Но все-таки был у меня взрыв ужасного, безутешного детского горя по поводу блокады, только оно обрушилось на меня года через два после ее снятия, или около того... И случилось это в школе.
Но сначала немножко о том времени, чтоб Вы представили...
В 44-ом, шести лет от роду, я поступила в бывшую Стоюнинскую гимназию на бывшей Кабинетской, напротив бывшей Синодальной типографии. (А по-настоящему — в 320-ую женскую школу на улице Правды.) Класса до 9-го мы смотрели в окна на огромную полукруглую фреску — Бог-вседержитель на облаке. Потом ее замазали. Да уж поздно...
Стиль школы, словно по гимназическим традициям, был не советским, директриса, уютная старушка, ввела уроки рукоделия, другая старушка, в солдатской гимнастерке, помню, изображала куропатку из рассказа Пришвина, которая, защищая от ястреба птенцов, притворялась хромой и уводила хищника от гнезда. А моя соседка по парте Нюся Брук была самым смешливым человеком на свете...
Словом — в школе все шло славно. Но на улице...
На улице были Брянские леса! Наша Правда за время войны просела посередине, так что по всей длине улицы — от Звенигородской до Разъезжей — шла глубокая канава, заполненная водой и железобетонным ломом разбитого города. И по этим железобетонным островам прыгали, как брянские партизаны, вооруженные уличные мальчишки. Стреляли из рогаток — обрезками железа, а зимой закатывали в снежки обломки льда.
Самое страшное было учиться во вторую смену — с 3-х до 8-ми. Кончали в темноте. Матери распределяли дежурства, так что кто-нибудь из них ждал у дверей школы. Каждая немедленно обрастала слева и справа двумя шеренгами девочек. Все старались оказаться поближе к ней, отпихивались и ссорились. Странные эти построения, похожие на пчелиные рои с маткой посередине, начинали медленно двигаться от Стоюнинской гимназии под массированным обстрелом с островов.
Хулиганье! — кричали простонародные матери. — Бандюги! Щас милицию позову!
Молчи, блядь! — отвечали дети.
Постыдитесь, мальчики! — взывали интеллигентные матери. — Это же девочки, вы должны их защищать!
Мадам! — кричали с островов. — Внимание! Пли!
И залп!
На загаженном углу Правды и Социализма рои расходились в разные стороны. У каждого парадного и подворотни две-три пчелки отцеплялись от роя и ныряли в свой улей. Остальные после короткой борьбы за место смыкали ряды, и рой, жужжа, полз дальше.

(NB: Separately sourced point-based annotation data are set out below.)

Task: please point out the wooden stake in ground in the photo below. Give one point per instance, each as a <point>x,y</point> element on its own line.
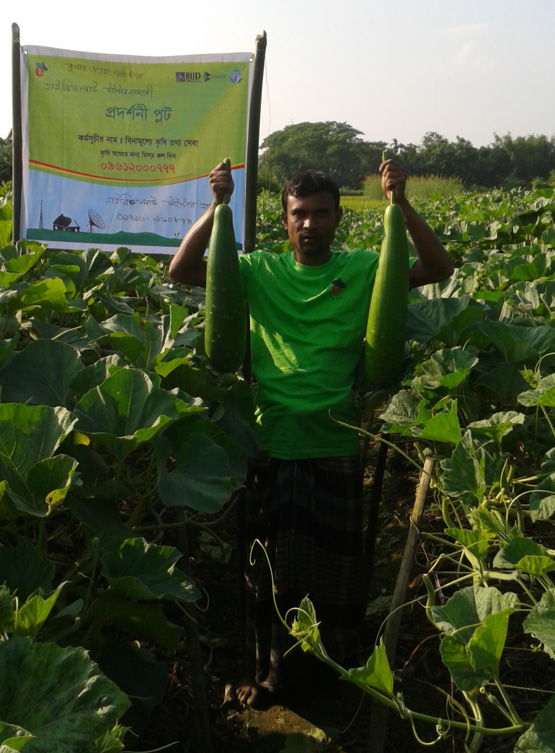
<point>378,724</point>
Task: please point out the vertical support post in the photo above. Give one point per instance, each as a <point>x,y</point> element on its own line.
<point>251,171</point>
<point>17,139</point>
<point>251,174</point>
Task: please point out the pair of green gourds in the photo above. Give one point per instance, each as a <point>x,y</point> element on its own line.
<point>225,327</point>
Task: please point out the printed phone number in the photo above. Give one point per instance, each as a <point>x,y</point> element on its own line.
<point>123,217</point>
<point>134,167</point>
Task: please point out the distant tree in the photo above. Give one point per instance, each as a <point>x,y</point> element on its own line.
<point>333,147</point>
<point>530,156</point>
<point>5,159</point>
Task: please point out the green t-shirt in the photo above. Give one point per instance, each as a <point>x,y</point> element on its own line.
<point>307,328</point>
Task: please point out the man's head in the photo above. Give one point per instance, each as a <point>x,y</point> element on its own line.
<point>307,183</point>
<point>311,214</point>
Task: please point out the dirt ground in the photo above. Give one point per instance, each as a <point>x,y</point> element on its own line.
<point>318,717</point>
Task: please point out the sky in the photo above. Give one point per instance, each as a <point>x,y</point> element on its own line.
<point>393,70</point>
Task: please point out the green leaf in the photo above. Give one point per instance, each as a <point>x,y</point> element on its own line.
<point>12,737</point>
<point>446,368</point>
<point>477,542</point>
<point>58,695</point>
<point>497,425</point>
<point>520,344</point>
<point>203,478</point>
<point>376,672</point>
<point>464,472</point>
<point>542,499</point>
<point>140,675</point>
<point>468,608</point>
<point>49,294</point>
<point>125,411</point>
<point>28,435</point>
<point>543,394</point>
<point>541,622</point>
<point>443,427</point>
<point>139,570</point>
<point>24,570</point>
<point>540,737</point>
<point>33,614</point>
<point>525,555</point>
<point>137,618</point>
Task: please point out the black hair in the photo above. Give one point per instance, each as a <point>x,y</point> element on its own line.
<point>308,183</point>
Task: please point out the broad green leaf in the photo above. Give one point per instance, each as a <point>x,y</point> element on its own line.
<point>444,318</point>
<point>477,542</point>
<point>446,368</point>
<point>540,737</point>
<point>12,737</point>
<point>525,555</point>
<point>139,570</point>
<point>34,612</point>
<point>376,673</point>
<point>48,483</point>
<point>140,675</point>
<point>475,663</point>
<point>541,622</point>
<point>304,627</point>
<point>125,411</point>
<point>50,294</point>
<point>203,478</point>
<point>8,606</point>
<point>542,499</point>
<point>24,570</point>
<point>23,382</point>
<point>402,410</point>
<point>137,618</point>
<point>520,344</point>
<point>464,472</point>
<point>28,435</point>
<point>58,695</point>
<point>443,427</point>
<point>497,425</point>
<point>178,372</point>
<point>468,608</point>
<point>94,375</point>
<point>457,659</point>
<point>543,394</point>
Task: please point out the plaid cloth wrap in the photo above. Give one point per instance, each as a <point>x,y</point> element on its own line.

К великому облегчению моего детства со мной на одной лестнице жила одноклассница Лена Чулкова. Мы старались держаться вместе, так что даже в самые жуткие моменты этих одиссей нас (как и всех собравшихся вдвоем девочек) выручала спасительная смесь страха и смеха. Мы жили в самом дальнем от школы конце квартала. По дороге наш рой все таял, таял... В доме 10, огромном, обычно оставалась дежурная мама, в дом 6 ныряла Ася Колодезникова, и на последние три больших дома мы оставались одни, вцепившиеся друг в друга и умиравшие от страха и смеха. На обломках домов, как индейцы на горных пиках, маячили враги. Я служила главной мишенью, потому что Лена была закутана в серый оренбургский платок и походила на взрослую, а у меня на голове розовел вязаный фунтик с помпоном и лентами под подбородком. "Делай вид, что ты тетка!" — сердилась Лена. Я горбилась и придерживала прыгающий помпон.